Biz 417: When did city council start considering regulations?
Daniel Neal: This process started about three years ago when we were receiving concerns and complaints from citizens noticing there were transient guests and people coming in and out of homes in their neighborhoods. The council weighed the character of the neighborhoods, and in the end the people immediately adjacent to the property owners. They should know what’s going on.
Biz: What did you learn about the short-term rental industry in Springfield?
DN: When we started researching this, we were in the ballpark of 30 to 50 short-term rentals. As time went on, it kept multiplying to where we were in the hundreds.
Biz: What were neighborhood residents worried about most?
DN: They were worried about parking and overcrowding and the toll it could take on their services in the area.
Biz: What’s the elevator-pitch version of the new regulations?
DN: Council wanted three types of short-term rentals. Type 1 is an owner-occupied rental where the owner lives in the home but can rent it out while they’re away as long as they don’t rent it out for more than 95 days each year. Type 2 rentals are not an owner-occupied residence and can be rented out the entire year. Type 3 is a short-term rental above a commercial building.
Biz: What worried the council?
DN: The type 2 is the one the council really focused on because they saw the potential this could have on changing the character of a neighborhood if you had multiple short-term rentals all in one block.

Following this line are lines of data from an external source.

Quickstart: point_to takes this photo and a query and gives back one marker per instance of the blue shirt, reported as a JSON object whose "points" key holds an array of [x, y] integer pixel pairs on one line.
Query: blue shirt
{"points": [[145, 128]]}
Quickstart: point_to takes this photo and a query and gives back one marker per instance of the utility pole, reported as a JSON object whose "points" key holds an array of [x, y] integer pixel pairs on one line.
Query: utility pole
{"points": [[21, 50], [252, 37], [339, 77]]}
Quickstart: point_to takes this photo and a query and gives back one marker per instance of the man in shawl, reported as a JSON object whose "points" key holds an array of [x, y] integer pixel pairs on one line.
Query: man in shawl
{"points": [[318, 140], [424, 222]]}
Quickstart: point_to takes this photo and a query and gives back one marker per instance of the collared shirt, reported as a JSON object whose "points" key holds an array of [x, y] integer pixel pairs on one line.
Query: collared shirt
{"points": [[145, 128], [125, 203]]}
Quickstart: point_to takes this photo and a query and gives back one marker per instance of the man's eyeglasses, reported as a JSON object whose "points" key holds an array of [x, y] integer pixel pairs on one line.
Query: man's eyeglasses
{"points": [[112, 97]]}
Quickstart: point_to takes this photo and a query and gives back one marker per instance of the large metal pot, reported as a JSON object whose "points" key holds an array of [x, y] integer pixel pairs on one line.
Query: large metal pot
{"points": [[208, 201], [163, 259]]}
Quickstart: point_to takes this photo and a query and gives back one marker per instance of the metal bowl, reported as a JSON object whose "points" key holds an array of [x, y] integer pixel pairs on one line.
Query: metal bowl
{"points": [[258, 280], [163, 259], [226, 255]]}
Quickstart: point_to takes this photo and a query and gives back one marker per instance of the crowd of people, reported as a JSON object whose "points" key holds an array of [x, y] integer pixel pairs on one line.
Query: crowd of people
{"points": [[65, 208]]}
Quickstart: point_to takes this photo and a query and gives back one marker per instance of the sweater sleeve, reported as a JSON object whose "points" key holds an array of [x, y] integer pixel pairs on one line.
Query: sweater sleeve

That could turn a single-family neighborhood into a kind of hotel.
Biz: What business requirements are attached to short-term rentals?
DN: All three have to get a business license, but Type 2s have to hold a neighborhood meeting with property owners within 500 feet to let them know they’re operating a Type 2. Then 55 percent of adjacent property owners have to agree to let the short-term rental be there. There is also a building inspection to address health or safety issues like proper access in and out of the house and ensure working smoke detectors are installed.
Biz: What are the restrictions in terms of short-term rental density?
DN: You can’t have more than two on a block face, which is one side of the street on a block. So you can have two on either side of the street, and this doesn’t apply to Type 1 short-term rentals. Type 3 units can have no more than two units.
Biz: Which areas of Springfield have the highest density of short-term rentals in them?
DN: The area around MSU is the highest density concentration, which is why we had that initial meeting with the Rountree and Phelps Grove neighborhoods to learn what kind of issues they would have with this regulation.